Cost Efficient Batch Processing in Amazon Cloud

Tamrakar, Kabin

Master thesis

View/Open

oppginnlev-ee0f ... 098e28eTamrakar_Master.pdf (6.138Mb)

Year

2016

Abstract

Cloud Computing provides computing and storage resources at economical price with flexibility, mobility and availability. These resources range from small capacity to very high capacity computes. The cloud providers also offer spare compute instances at significantly low price. Amazon Cloud Service provider has a popular bidding scheme on their spare computes called spot instances which can be requested with bid price. The spot instances are vulnerable to termination at any time if spot market price exceeds the bid price. Amazon also rents on-demand instances which are persistent with fixed price. Spot innstance price may drop up to 90% compared to price of on-demand instance.
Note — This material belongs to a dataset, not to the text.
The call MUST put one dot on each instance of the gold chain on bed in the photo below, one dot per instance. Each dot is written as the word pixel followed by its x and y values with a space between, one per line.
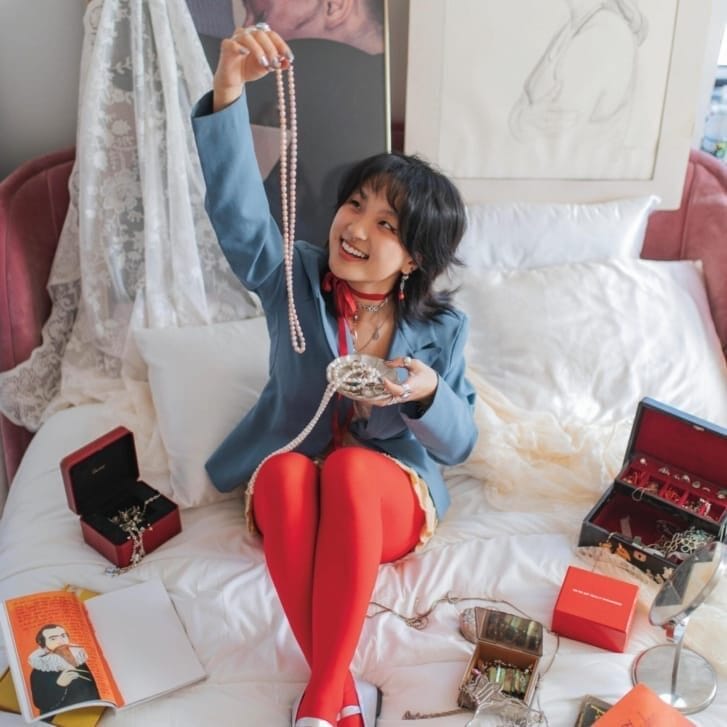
pixel 420 621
In this project, spot instances are resorted in task instances’ group of Amazon EMR cluster to process batch jobs with deadline. Amazon EMR makes it convenient to process big data by the aid of managed Hadoop framework. The processed intermediate results in the task nodes of the cluster are lost if the spot instances gets terminated that can cause processing delay. The cost efficiency can be realized by exploiting on-real time nature of batch computing for Big Data. Two algorithms are devised for achieving cost efficient processing in Hadoop MapReduce. Both algorithms process data in divisions such that abrupt termination of spot instances affects that division only. Based on progress at some interval and checkpoints, task group’s capacity is resized to complete processing in time. Progress is completion of number of divisions of work. The first algorithm begins with spot instances in estimated quantity. To complete processing of all data in time, on-demand instances are employed after threshold time. The second algorithm starts by using higher number of spot instances than required to complete the work within deadline. It has higher probability to utilize only spot instances because of faster work progress. On-demand instances are deployed only in case of slow progress. The experiments show that both algorithms minimize the cost of processing. The second algorithm further minimizes the cost in most cases.